3 edition of Control of apoptosis in murine B cell hybridomas during stationary batch culture found in the catalog.
Control of apoptosis in murine B cell hybridomas during stationary batch culture
Joel Richard Charbonneau
by Laurentian University, Chemistry and Biochemistry Department in Sudbury, Ont
Written in English
|Statement||by Joel R. Charbonneau.|
|The Physical Object|
|Pagination||xiv, 159 l. :|
|Number of Pages||159|
Passaging of induced pluripotent stem cells in the automated culture device. In iPS cell culture, cell dissociation is the most important step. Usually, stem cell dispersion during manual Cited by: Apoptosis also occurs as a defence mechanism such as in immune reactions or when cells get damaged by disease or by noxious agents . During the early process of apoptosis, cell shrinkage and .
Apoptosis or programmed cell death, is carefully coordinated collapse of cell, protein degradation, DNA fragmentation followed by rapid engulfment of corpses by neighbouring cells. (Tommi, ) Essential . Apoptosis is a mode of cell death that is used by multicellular organisms to dispose of unwanted cells in a diversity of settings 1, many ways, what happens during apoptosis is akin to .

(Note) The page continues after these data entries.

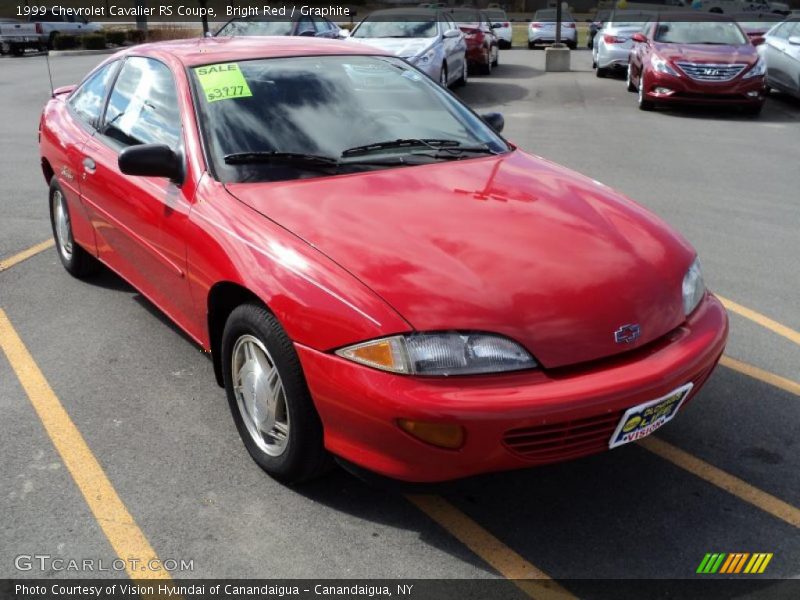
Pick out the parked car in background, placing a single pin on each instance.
(428, 39)
(300, 25)
(781, 51)
(696, 58)
(483, 48)
(375, 272)
(542, 30)
(613, 43)
(730, 7)
(16, 37)
(501, 25)
(596, 25)
(756, 25)
(50, 24)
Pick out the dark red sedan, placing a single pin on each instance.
(377, 274)
(694, 58)
(483, 45)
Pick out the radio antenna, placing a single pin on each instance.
(49, 74)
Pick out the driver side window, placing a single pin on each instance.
(143, 107)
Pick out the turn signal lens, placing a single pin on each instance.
(386, 354)
(443, 435)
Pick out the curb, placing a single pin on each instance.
(54, 53)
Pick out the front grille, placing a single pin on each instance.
(565, 440)
(711, 72)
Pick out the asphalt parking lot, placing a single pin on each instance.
(722, 477)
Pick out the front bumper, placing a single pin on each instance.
(567, 412)
(739, 92)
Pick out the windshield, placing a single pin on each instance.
(290, 118)
(407, 28)
(700, 32)
(262, 27)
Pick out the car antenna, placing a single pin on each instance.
(49, 74)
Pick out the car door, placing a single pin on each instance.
(85, 109)
(140, 222)
(775, 55)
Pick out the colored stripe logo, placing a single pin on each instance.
(734, 563)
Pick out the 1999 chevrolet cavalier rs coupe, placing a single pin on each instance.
(377, 273)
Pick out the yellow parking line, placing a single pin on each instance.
(783, 383)
(730, 483)
(108, 509)
(25, 254)
(534, 582)
(762, 320)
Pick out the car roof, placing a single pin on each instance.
(203, 51)
(692, 16)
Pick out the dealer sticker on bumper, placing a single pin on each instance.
(644, 419)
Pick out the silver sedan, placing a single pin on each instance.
(613, 43)
(428, 39)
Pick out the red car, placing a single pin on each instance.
(698, 59)
(483, 46)
(377, 274)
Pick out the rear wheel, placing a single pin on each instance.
(75, 259)
(269, 398)
(462, 81)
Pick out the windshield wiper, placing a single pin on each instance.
(432, 143)
(285, 158)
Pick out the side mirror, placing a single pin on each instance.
(495, 121)
(151, 160)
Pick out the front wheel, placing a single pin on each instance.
(644, 103)
(75, 259)
(269, 398)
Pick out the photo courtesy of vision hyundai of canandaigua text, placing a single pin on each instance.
(378, 275)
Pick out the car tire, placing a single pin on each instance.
(266, 388)
(486, 68)
(464, 79)
(644, 104)
(77, 261)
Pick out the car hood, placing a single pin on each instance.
(510, 244)
(703, 53)
(403, 47)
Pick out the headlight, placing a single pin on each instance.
(451, 353)
(693, 287)
(758, 70)
(662, 66)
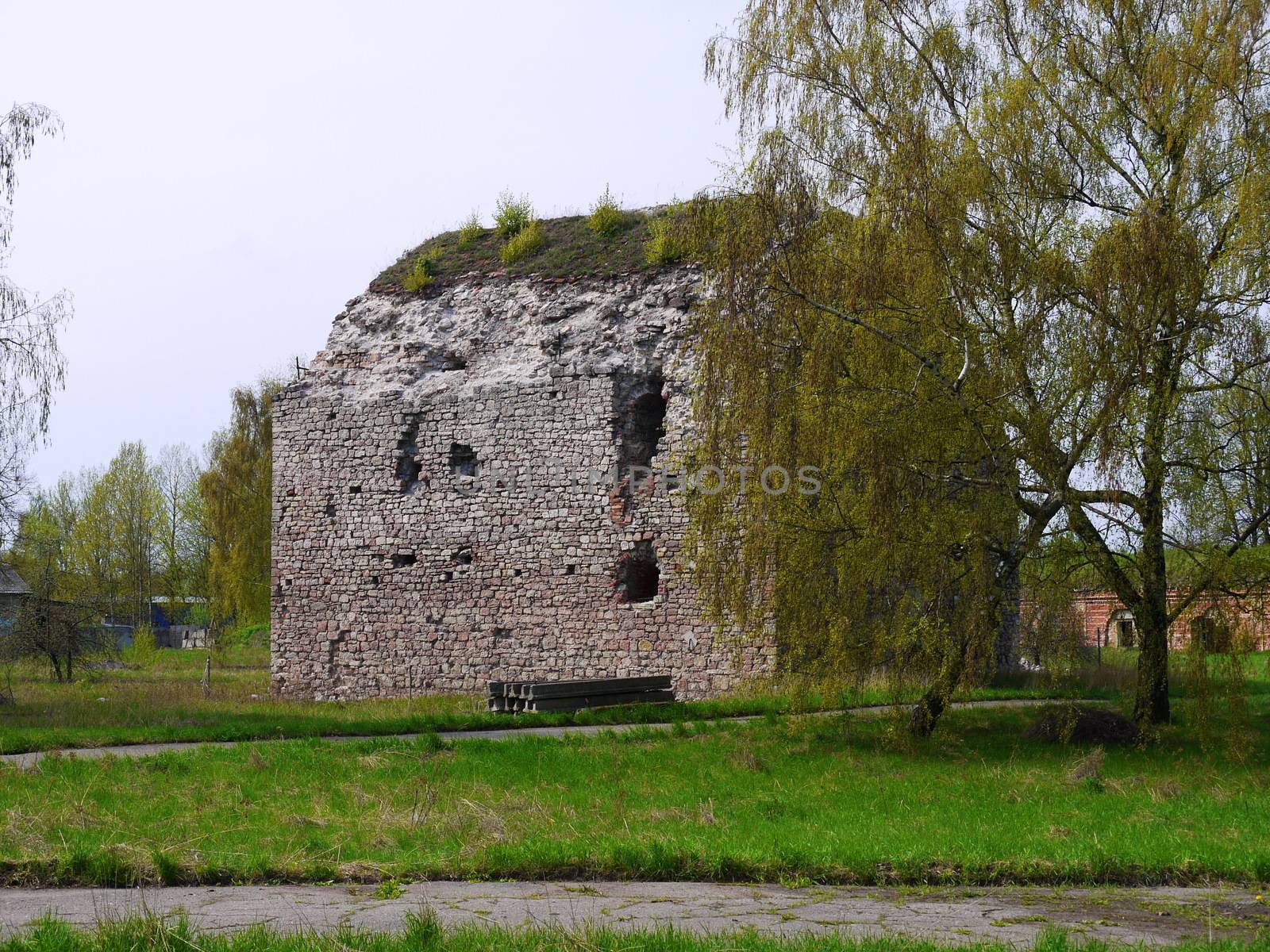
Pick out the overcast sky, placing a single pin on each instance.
(232, 173)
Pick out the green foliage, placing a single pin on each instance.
(572, 251)
(1007, 206)
(32, 367)
(606, 216)
(826, 799)
(143, 649)
(238, 497)
(527, 241)
(1217, 685)
(512, 215)
(422, 276)
(667, 241)
(470, 230)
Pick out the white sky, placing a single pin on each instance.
(232, 173)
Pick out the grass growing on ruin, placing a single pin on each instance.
(422, 933)
(160, 700)
(569, 249)
(791, 800)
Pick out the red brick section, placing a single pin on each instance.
(1100, 615)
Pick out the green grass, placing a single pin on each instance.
(569, 251)
(422, 933)
(162, 701)
(780, 800)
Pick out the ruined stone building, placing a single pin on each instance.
(442, 508)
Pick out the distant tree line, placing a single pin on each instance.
(106, 541)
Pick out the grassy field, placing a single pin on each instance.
(423, 935)
(802, 799)
(160, 700)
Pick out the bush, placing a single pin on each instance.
(527, 241)
(606, 217)
(470, 230)
(1083, 724)
(143, 649)
(666, 244)
(422, 274)
(512, 215)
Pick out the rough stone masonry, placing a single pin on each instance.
(455, 501)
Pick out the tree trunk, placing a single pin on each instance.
(1151, 616)
(1153, 701)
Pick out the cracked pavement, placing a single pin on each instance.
(1155, 916)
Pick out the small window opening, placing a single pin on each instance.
(638, 574)
(463, 460)
(410, 467)
(1123, 628)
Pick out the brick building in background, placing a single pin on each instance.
(1105, 621)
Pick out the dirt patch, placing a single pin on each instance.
(1083, 724)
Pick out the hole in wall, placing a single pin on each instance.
(408, 466)
(463, 460)
(645, 428)
(638, 574)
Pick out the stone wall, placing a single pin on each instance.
(441, 517)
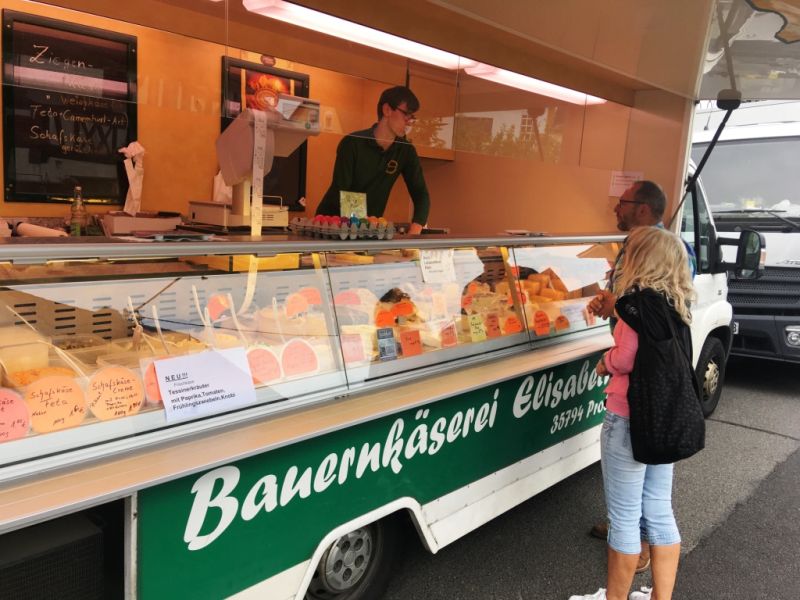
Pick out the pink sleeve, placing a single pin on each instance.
(619, 359)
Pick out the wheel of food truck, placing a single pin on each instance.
(357, 566)
(711, 374)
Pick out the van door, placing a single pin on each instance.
(711, 312)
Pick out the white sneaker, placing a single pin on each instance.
(598, 595)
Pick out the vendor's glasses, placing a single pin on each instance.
(410, 117)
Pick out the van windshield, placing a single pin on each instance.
(752, 174)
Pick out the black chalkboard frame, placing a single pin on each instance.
(11, 194)
(296, 163)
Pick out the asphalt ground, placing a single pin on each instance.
(737, 504)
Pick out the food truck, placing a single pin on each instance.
(207, 412)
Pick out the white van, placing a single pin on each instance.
(752, 181)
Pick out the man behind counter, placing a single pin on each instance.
(371, 160)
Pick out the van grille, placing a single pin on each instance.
(776, 292)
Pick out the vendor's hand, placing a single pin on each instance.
(602, 305)
(600, 368)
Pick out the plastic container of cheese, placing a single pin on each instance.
(22, 348)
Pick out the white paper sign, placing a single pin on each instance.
(437, 266)
(622, 180)
(206, 383)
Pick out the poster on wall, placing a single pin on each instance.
(69, 104)
(257, 87)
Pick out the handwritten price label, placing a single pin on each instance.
(541, 323)
(410, 343)
(493, 325)
(449, 335)
(352, 348)
(115, 392)
(513, 325)
(55, 403)
(477, 330)
(14, 419)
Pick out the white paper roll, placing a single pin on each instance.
(31, 230)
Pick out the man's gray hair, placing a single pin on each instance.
(651, 194)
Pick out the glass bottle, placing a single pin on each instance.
(78, 214)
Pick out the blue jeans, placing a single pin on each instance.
(636, 494)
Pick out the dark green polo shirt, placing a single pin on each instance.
(363, 166)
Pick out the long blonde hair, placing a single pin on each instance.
(657, 259)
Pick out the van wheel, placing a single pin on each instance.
(357, 566)
(710, 374)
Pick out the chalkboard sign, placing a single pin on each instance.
(259, 86)
(69, 105)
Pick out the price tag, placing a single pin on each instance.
(55, 403)
(574, 312)
(477, 330)
(410, 343)
(387, 347)
(298, 358)
(352, 348)
(437, 266)
(115, 392)
(353, 204)
(449, 335)
(264, 365)
(438, 305)
(14, 419)
(205, 383)
(513, 325)
(493, 325)
(561, 323)
(541, 323)
(404, 308)
(384, 318)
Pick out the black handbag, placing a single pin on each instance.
(666, 419)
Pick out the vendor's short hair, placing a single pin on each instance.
(395, 96)
(651, 194)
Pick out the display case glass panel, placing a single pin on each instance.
(90, 349)
(401, 310)
(556, 283)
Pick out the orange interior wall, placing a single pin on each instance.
(179, 117)
(474, 193)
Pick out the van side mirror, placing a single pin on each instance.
(751, 255)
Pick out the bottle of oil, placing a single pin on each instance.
(78, 215)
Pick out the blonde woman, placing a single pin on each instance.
(654, 275)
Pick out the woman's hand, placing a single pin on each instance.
(600, 368)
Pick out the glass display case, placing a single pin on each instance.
(113, 346)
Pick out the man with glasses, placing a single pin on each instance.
(370, 161)
(641, 205)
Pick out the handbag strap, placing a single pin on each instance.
(668, 317)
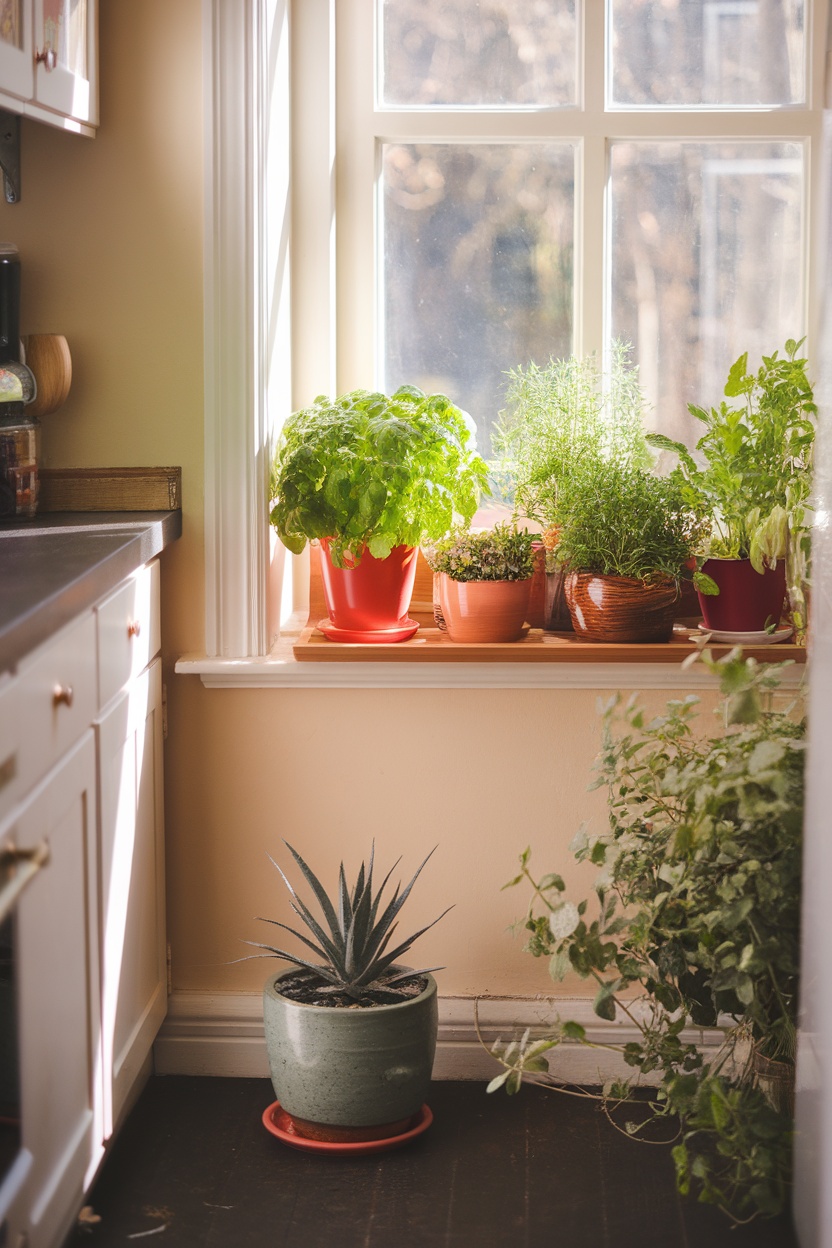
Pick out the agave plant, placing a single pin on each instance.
(352, 941)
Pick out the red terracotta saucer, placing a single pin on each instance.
(280, 1125)
(379, 635)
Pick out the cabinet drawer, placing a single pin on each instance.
(56, 698)
(129, 632)
(10, 786)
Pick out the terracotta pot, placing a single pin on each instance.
(373, 595)
(747, 600)
(484, 610)
(438, 618)
(620, 608)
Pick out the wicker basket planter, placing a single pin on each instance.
(620, 608)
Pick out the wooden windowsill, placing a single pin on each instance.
(432, 645)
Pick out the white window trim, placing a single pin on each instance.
(255, 373)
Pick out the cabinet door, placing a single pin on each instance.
(132, 885)
(16, 55)
(66, 46)
(60, 1031)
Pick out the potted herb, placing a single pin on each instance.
(351, 1032)
(626, 539)
(484, 582)
(695, 922)
(371, 476)
(559, 421)
(755, 481)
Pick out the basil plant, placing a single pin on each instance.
(373, 472)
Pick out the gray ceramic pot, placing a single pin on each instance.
(351, 1067)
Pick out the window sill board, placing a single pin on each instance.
(303, 659)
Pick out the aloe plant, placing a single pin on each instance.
(352, 940)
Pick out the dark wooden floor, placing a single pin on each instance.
(492, 1172)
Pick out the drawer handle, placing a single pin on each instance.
(16, 869)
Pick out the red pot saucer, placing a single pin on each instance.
(280, 1125)
(378, 635)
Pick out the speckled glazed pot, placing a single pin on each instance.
(351, 1068)
(620, 608)
(484, 610)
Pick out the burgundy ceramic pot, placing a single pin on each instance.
(374, 594)
(620, 608)
(747, 600)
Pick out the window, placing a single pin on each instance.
(523, 179)
(643, 171)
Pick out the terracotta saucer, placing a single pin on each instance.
(401, 633)
(280, 1123)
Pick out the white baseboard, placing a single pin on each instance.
(222, 1035)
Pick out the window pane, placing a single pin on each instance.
(477, 266)
(710, 53)
(477, 53)
(706, 262)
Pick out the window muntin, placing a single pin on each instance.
(478, 54)
(714, 54)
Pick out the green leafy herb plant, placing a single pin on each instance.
(373, 472)
(349, 941)
(620, 519)
(561, 418)
(752, 469)
(695, 921)
(502, 553)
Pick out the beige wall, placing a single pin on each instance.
(110, 232)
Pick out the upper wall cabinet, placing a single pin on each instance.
(49, 61)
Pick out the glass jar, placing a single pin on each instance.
(19, 461)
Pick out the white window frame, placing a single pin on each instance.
(271, 345)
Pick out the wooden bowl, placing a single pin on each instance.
(48, 356)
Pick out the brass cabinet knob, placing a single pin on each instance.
(48, 59)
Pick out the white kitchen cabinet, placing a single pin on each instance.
(134, 981)
(49, 61)
(59, 1005)
(82, 761)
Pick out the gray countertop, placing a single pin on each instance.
(58, 565)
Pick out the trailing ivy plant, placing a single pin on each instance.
(754, 472)
(373, 472)
(695, 921)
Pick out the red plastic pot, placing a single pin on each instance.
(747, 600)
(373, 595)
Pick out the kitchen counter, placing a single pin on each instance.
(59, 564)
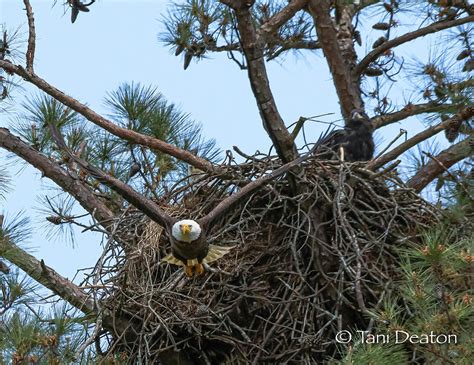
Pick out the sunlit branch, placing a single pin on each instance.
(432, 28)
(441, 163)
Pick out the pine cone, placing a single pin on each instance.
(452, 130)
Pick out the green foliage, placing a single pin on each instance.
(140, 108)
(197, 27)
(433, 296)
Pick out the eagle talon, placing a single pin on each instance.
(188, 271)
(199, 269)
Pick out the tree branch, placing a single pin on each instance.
(432, 28)
(397, 151)
(62, 178)
(59, 285)
(346, 85)
(280, 18)
(147, 206)
(441, 163)
(129, 135)
(408, 111)
(254, 55)
(30, 53)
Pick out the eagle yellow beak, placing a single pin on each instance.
(185, 229)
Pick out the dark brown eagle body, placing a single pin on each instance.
(356, 140)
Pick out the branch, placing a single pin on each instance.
(62, 178)
(30, 53)
(147, 206)
(254, 55)
(432, 28)
(59, 285)
(397, 151)
(408, 111)
(228, 202)
(347, 87)
(129, 135)
(441, 163)
(46, 276)
(280, 18)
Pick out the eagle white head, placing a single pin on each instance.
(186, 230)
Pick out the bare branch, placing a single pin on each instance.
(129, 135)
(254, 54)
(397, 151)
(59, 285)
(30, 53)
(408, 111)
(61, 177)
(46, 276)
(280, 18)
(441, 163)
(432, 28)
(147, 206)
(346, 85)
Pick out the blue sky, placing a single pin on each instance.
(117, 42)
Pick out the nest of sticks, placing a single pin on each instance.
(305, 265)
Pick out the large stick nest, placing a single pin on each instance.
(305, 266)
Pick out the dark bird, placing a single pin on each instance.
(77, 6)
(355, 139)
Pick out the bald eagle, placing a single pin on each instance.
(356, 140)
(189, 247)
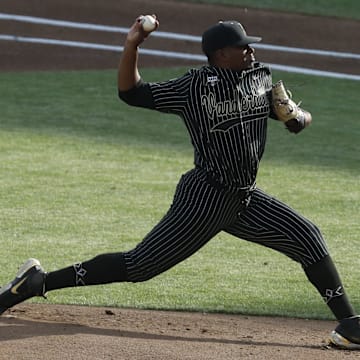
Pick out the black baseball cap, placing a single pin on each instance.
(224, 34)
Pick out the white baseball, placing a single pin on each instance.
(148, 23)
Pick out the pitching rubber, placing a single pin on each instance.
(342, 343)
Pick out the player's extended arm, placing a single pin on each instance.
(128, 73)
(292, 115)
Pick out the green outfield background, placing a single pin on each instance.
(83, 173)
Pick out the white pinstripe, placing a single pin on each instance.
(229, 142)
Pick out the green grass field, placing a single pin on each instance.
(334, 8)
(83, 173)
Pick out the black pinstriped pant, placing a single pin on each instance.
(200, 211)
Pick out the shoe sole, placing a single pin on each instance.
(22, 270)
(342, 343)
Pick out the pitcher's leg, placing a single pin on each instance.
(271, 223)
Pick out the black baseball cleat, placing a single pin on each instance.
(29, 282)
(347, 334)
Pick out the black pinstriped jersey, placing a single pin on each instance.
(226, 115)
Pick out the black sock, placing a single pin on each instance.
(324, 276)
(102, 269)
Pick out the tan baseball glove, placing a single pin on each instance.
(283, 107)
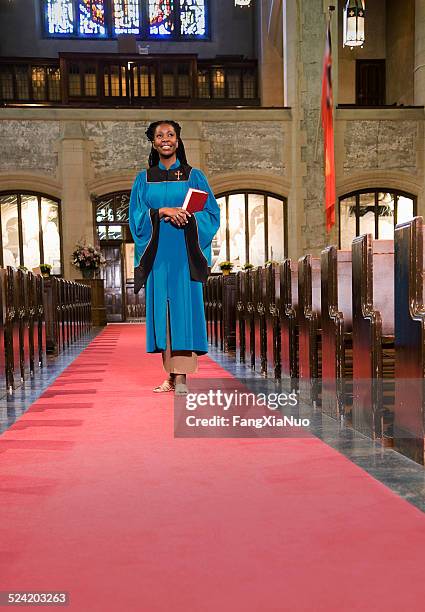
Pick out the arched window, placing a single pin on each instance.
(252, 229)
(30, 230)
(147, 19)
(373, 211)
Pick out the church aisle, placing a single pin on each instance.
(99, 499)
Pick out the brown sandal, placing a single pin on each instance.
(166, 386)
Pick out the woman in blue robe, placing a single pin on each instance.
(172, 253)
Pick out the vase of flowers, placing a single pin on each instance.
(225, 267)
(87, 259)
(45, 270)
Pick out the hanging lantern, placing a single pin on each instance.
(354, 14)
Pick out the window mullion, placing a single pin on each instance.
(177, 24)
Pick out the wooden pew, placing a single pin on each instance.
(21, 287)
(3, 318)
(208, 304)
(241, 278)
(373, 336)
(288, 309)
(336, 318)
(309, 325)
(215, 310)
(228, 284)
(409, 402)
(39, 321)
(260, 346)
(272, 320)
(12, 325)
(220, 311)
(249, 319)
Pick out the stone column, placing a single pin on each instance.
(77, 215)
(270, 53)
(419, 68)
(305, 28)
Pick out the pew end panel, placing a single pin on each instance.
(409, 402)
(373, 352)
(240, 316)
(309, 323)
(336, 317)
(288, 315)
(273, 320)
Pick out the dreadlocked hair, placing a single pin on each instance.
(154, 155)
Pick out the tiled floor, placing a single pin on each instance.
(403, 476)
(13, 406)
(400, 474)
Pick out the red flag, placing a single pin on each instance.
(328, 132)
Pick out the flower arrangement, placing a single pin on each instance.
(86, 257)
(45, 269)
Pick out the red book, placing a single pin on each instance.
(195, 200)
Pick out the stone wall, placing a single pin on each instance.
(29, 146)
(383, 145)
(117, 146)
(313, 38)
(244, 146)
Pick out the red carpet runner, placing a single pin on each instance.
(99, 499)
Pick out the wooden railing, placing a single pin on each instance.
(83, 79)
(37, 316)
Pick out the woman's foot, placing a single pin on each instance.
(167, 385)
(181, 386)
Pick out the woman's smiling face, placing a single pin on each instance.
(165, 140)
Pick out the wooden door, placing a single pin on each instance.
(112, 274)
(370, 82)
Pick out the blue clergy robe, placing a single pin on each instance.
(169, 260)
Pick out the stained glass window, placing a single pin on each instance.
(161, 17)
(20, 216)
(126, 17)
(193, 20)
(91, 18)
(60, 17)
(167, 19)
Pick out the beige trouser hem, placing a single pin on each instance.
(178, 362)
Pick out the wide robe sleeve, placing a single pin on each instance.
(208, 219)
(144, 227)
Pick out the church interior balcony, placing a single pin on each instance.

Define murine. murine synonyms, murine pronunciation, murine translation, English dictionary definition of murine. adj. 1. Of or relating to a rodent of the subfamily Murinae, which includes the house mouse . Cell Culture and Reporter Gene Assays—The murine B cell line A20 and human T cell line Jurkat were grown in RPMI medium supplemented with 10% fetal bovine serum, L-glutamine, sodium pyru .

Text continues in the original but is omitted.